HR laws don’t anticipate the use of technology
Many HR laws have been on the books for a long time. The Fair Labor Standards Act was enacted in 1938. The Americans with Disabilities Act is considered a modern law, and it was enacted back in 1990. As these laws are amended and new laws are enacted, there is often no mention in them about technology.
Technology can certainly support compliance, but it’s not a panacea. Systems don’t cover every scenario, and some HR administration needs to be done outside of the system. Also, the use of technology often raises questions. For example, the employer is required to distribute a notice. But can the notice be emailed like nearly every other communication the employer sends to employees? This is often unclear, or sometimes the notice may be emailed if specific but still vague requirements are met. Figuring out how to comply with requirements that don’t anticipate technology, by using technology to comply, can be very challenging.
Government agencies are catching up and issuing HR regulations that address technology. But the agencies are often deliberately vague so they don’t have to amend regulations as technology evolves. For example, in its 2006 Internet Applicant Rule, the Office of Federal Contract Compliance Programs didn’t provide a precise definition of “Internet and related electronic data technologies.” The OFCCP didn’t do this because of the “rapid changes in technology in this area.” This made sense, and there certainly have been many changes in the years since. But this lack of direction can leave employers fretful as to whether their technology properly supports compliance.

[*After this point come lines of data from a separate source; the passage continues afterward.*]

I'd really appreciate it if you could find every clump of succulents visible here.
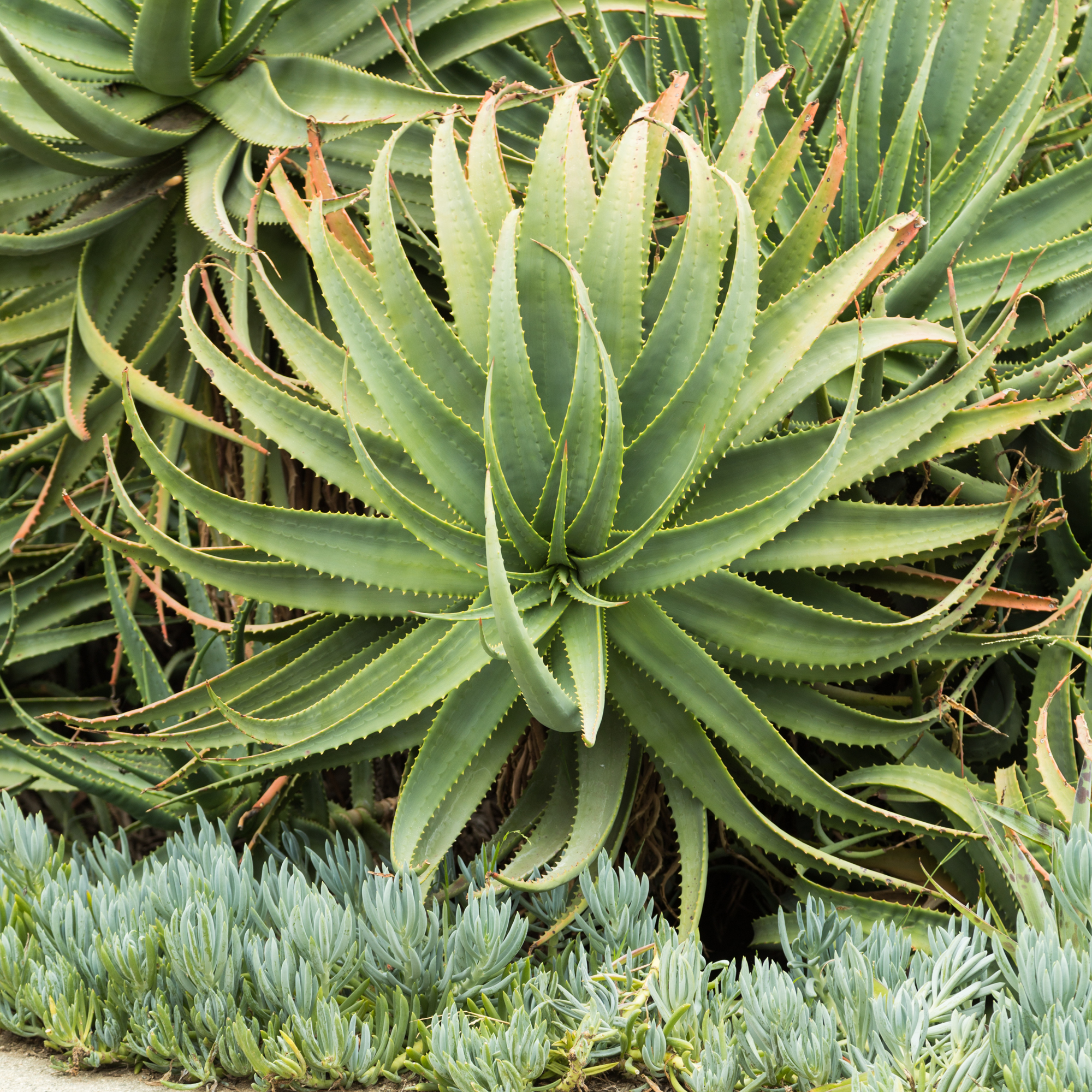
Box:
[10,796,1092,1092]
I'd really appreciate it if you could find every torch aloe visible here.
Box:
[6,0,1090,915]
[19,60,1084,915]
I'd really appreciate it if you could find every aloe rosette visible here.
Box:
[6,0,1089,914]
[23,60,1085,916]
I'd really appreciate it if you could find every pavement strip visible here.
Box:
[0,1032,253,1092]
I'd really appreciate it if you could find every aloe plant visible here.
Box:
[15,29,1084,917]
[6,0,1088,919]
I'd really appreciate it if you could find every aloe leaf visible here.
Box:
[485,369,550,569]
[251,253,395,441]
[186,124,249,253]
[515,87,595,435]
[192,56,478,147]
[0,26,205,156]
[500,733,578,883]
[925,230,1092,319]
[3,3,132,73]
[122,376,482,595]
[733,675,940,749]
[66,615,360,729]
[534,251,604,537]
[759,110,852,310]
[606,596,957,831]
[212,606,565,765]
[406,0,702,72]
[310,201,485,531]
[75,246,250,442]
[486,210,554,526]
[606,330,864,595]
[699,306,1013,513]
[132,0,201,95]
[430,114,492,367]
[547,254,625,553]
[578,435,699,587]
[7,621,117,664]
[655,570,1005,678]
[485,473,580,732]
[0,679,178,830]
[546,443,570,569]
[501,709,632,891]
[194,0,277,78]
[0,99,143,177]
[0,163,187,260]
[103,522,173,705]
[466,92,514,245]
[100,439,454,618]
[391,661,527,867]
[618,131,723,442]
[1026,598,1088,804]
[922,0,1000,166]
[732,499,1019,573]
[342,384,485,579]
[487,732,572,847]
[652,757,709,938]
[61,328,103,440]
[578,103,654,384]
[855,0,895,212]
[743,317,956,439]
[0,284,74,351]
[961,4,1072,182]
[705,63,787,186]
[747,103,819,234]
[887,50,1053,314]
[722,213,921,442]
[369,127,483,424]
[181,275,371,496]
[561,602,607,747]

HR laws don’t anticipate administration by a vendor
As with the use of technology, the use of a vendor often raises questions about compliance. A vendor or its HR system necessarily means more complexity, including about the allocation of tasks and risks between the employer and vendor. In particular, data privacy and security become very important concerns. If a vendor’s system is used, it needs to be current. For example, a vendor’s applicant tracking system may continue to ask questions about criminal or salary history that are now impermissible in some cities and states.
Compliance is the employer’s responsibility. And because HR laws typically don’t mention the use of a vendor, employers get little comfort from these laws. Their compliance depends on a vendor whose system and services they can influence only to a limited extent. This limited ability to influence is particularly true with SaaS vendors, who make much of their mostly uniform platforms.

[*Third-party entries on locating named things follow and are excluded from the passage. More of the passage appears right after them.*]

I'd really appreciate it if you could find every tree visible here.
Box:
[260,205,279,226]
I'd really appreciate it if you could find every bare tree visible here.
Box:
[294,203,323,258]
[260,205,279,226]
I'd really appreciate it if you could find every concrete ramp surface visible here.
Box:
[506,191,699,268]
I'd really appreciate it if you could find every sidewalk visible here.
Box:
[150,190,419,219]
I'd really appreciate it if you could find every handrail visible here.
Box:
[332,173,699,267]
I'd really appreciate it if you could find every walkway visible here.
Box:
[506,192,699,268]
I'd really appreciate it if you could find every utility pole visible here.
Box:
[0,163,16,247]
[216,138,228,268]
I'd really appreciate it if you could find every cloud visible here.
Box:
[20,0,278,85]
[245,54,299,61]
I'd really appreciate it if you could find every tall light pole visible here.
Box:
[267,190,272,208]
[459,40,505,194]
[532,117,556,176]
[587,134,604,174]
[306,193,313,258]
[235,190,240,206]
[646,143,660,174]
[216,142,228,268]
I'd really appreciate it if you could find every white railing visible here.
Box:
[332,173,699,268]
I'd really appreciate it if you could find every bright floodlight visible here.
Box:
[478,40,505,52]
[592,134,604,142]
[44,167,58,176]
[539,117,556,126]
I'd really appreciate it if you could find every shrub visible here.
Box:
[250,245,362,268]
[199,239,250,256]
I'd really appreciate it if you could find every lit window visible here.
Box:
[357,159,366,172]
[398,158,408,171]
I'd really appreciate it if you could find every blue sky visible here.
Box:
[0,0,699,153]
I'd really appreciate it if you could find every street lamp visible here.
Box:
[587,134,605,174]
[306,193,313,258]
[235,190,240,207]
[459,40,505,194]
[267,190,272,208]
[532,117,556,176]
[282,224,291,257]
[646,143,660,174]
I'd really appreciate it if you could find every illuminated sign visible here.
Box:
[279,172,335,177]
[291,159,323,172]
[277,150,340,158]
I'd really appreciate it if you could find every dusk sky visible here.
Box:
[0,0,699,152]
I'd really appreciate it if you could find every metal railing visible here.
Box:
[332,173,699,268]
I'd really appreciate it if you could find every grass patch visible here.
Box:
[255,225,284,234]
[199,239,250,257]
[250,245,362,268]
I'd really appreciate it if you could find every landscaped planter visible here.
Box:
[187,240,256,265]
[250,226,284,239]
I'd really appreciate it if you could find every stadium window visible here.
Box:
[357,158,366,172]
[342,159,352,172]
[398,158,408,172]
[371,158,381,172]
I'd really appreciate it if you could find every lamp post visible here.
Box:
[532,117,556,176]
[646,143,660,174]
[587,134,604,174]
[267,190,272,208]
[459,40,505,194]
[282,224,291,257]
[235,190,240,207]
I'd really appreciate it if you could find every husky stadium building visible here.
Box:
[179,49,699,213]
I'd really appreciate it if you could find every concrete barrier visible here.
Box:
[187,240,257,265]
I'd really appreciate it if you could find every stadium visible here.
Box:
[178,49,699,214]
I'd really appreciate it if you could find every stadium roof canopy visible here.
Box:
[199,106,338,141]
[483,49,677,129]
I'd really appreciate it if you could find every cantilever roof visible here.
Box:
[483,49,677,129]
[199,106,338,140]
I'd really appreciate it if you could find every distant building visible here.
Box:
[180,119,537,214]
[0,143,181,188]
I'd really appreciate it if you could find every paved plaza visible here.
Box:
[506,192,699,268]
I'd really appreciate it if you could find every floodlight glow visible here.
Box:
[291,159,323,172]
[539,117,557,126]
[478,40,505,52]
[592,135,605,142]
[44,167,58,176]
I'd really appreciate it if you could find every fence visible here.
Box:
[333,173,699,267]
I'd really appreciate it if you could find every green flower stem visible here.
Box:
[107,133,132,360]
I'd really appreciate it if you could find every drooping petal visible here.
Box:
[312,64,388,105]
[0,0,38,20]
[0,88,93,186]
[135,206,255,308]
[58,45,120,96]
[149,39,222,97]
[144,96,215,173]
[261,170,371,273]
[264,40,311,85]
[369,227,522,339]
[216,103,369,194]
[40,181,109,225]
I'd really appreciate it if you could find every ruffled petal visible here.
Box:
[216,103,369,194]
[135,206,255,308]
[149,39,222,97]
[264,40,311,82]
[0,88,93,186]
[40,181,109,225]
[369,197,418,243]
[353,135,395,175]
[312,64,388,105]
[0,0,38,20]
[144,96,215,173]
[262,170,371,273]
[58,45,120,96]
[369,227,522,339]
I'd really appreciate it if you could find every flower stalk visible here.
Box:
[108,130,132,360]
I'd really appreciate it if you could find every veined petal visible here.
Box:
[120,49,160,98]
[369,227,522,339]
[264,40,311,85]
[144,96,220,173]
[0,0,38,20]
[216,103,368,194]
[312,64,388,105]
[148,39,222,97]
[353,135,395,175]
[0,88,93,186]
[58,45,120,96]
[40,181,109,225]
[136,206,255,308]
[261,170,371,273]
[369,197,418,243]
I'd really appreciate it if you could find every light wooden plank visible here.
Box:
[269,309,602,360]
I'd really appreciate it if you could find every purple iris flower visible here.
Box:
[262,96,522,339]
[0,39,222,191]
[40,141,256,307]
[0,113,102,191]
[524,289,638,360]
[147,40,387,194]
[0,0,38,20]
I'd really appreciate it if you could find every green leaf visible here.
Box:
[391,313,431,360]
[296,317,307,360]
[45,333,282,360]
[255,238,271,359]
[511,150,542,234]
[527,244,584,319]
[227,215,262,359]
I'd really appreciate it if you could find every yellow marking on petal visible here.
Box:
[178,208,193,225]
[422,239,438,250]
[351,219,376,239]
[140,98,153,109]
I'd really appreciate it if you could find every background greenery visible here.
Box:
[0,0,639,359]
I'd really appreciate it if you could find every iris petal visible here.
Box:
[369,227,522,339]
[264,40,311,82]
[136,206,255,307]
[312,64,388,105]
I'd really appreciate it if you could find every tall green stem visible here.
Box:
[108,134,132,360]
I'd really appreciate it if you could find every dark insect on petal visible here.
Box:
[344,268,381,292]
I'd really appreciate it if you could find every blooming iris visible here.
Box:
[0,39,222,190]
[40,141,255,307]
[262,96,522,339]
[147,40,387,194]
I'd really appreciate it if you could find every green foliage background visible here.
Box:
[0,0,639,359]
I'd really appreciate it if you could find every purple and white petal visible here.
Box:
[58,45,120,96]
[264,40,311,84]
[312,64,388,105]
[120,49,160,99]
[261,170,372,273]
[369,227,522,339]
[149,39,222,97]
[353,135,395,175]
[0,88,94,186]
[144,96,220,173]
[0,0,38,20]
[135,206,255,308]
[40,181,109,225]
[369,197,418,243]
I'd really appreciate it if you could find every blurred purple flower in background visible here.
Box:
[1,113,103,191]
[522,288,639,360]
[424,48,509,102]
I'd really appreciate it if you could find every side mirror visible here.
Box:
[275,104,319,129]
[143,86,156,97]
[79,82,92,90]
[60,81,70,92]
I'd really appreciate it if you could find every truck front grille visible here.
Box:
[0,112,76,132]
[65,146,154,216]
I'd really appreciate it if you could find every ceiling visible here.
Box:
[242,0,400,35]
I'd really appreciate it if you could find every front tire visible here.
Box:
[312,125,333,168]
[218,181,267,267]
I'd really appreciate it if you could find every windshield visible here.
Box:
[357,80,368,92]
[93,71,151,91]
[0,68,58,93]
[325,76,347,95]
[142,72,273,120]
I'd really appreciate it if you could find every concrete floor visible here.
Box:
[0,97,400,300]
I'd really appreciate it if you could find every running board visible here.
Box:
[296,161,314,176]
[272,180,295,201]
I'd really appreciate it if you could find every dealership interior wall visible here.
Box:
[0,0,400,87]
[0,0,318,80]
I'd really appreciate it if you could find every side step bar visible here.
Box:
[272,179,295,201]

Employers have much to gain by using technology and outsourcing HR. I don’t mean to suggest in any way that employers shouldn’t use technology or outsource. But retaining a vendor or implementing a new system doesn’t mean complete compliance. Simply put, it’s not simple–despite what vendors’ salespeople might say. So employers should be wary of the simple sales pitch about compliance.
Employers should ask prospective vendors the specific steps they take to support compliance and understand that they likely need to provide direction to their vendors about compliance. They also might want to seek agreement from their vendors to cover damages or other losses resulting from non-compliance. All in all, they shouldn’t take too much for granted.